RM: I’m looking forward to The Love Language, Whatever Brains, Megafaun, Public Enemy of course. I was going say Public Image Ltd., which is not playing, by the way. I wish I had the schedule right in front of me, but then you’d have to put like a million bands that I’d want to see. I mean I am really excited about playing the showcase too, because I’ll be able to see all those Churchkey bands in one afternoon. Even if hopscotch wasn’t going on, I think that would be awesome to watch. I’m so excited about the whole thing. I actually have my whole schedule worked out too – I love how they have it that one bands plays at ten and one band plays at ten thirty.
Dive: What role do you think Chuchkey plays in the local music community?
RM: I think that Churchkey has become kind of one of the frontrunners, a really strong label that is able just by their name to pull really good acts. They have Spider Bags on their label now. That’s crazy, you know? I think between the really good acts that they have on the label and those acts being really strong and community oriented, it draws people to want to be a part of their label. I don’t think Churchkey — at this point, I don’t think they have to woo anybody. I think anybody would be happy to be a part of Churchkey.
Dive: What do you think Hopscotch says about the Triangle? Does it make this scene more legitimate?

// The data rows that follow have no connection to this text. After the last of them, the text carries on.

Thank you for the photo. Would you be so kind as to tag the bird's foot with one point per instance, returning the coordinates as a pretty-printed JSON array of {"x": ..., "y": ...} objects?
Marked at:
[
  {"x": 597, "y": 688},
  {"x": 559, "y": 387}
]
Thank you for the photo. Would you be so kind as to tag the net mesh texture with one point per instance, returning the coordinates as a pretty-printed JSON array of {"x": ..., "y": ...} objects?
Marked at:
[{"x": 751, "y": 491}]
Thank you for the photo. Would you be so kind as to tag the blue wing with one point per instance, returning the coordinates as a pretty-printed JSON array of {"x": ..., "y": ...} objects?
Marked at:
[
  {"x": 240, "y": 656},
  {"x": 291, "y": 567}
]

RM: I think that the Triangle has really good festivals all around — Troika, the Carrboro Music festival, Rebus Fest. They’re all fantastic community-oriented shows. I think Hopscotch is kind of the granddaddy of them all. Hopscotch was able to take these things that have worked with the other smaller — it’s kind of a good stepping stone to this big huge show now. There are so many bands playing at Hopscotch. I think too to be able to draw Public Enemy and other headlining acts like that — it’s great, and what better place to do that than the Triangle.
Dive: What do you want people to take away when they leave the Churchkey day party?

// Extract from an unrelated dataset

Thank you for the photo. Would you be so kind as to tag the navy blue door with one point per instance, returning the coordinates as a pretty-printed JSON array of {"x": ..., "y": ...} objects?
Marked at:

RM: I mean, I hope that if people decide that they’re going to come see the Churchkey showcase, that they come away thinking that that’s a badass label that’s got really badass acts on it. It’s kind of a weird thing to say because our band’s a part of it, but our band aside, that is the best—I don’t think it’s the best acts in the Triangle, but I think it truly showcases the best of what you can get from the Triangle. Like Hammer No More The Fingers is so different from the Dry Heathens, but both are fantastic, you know? I think if people were just able to see the Churchkey showcase, I wouldn’t think that hopscotch was a lost cause. I just think if Hopscotch equaled Churchkey showcase, that would be a good god damn show. All the bands on that label are fantastic to watch.
Dive: Is there a common thread between the bands on the label?
RM: I feel like the linear, or the string running through everybody, is that each band rocks. There’s nothing weak or even held back about those bands. Those bands are all kind of balls to the walls, really good songwriters and a really strong presence for each band.
Dive: What part of Churchkey Three is most exciting for you?
RM: We’re playing first. I’m excited about that, because I think when you can play first and get it out of the way, you’re able to enjoy the other bands without thinking, “OK, our show’s coming up. All these people are going to be here.” It takes away the excited nervousness of being about to play. I’ll be excited to have the rest of the day to see bands there and then go on and see all of Hopscotch. I think we got the prime spot to be honest. I don’t know if anyone else would feel that way. I think sometimes people get the idea that playing first is for new bands, but I’m like, “Please, we always want to play first.” I think it’s because our band likes to drink a lot. We’re like, “Put us on first so we can go drink and watch the other bands.” When I was in bands in the nineties, you’d want to headline, you’d want to play very last. It’s funny how I’ve flipped completely.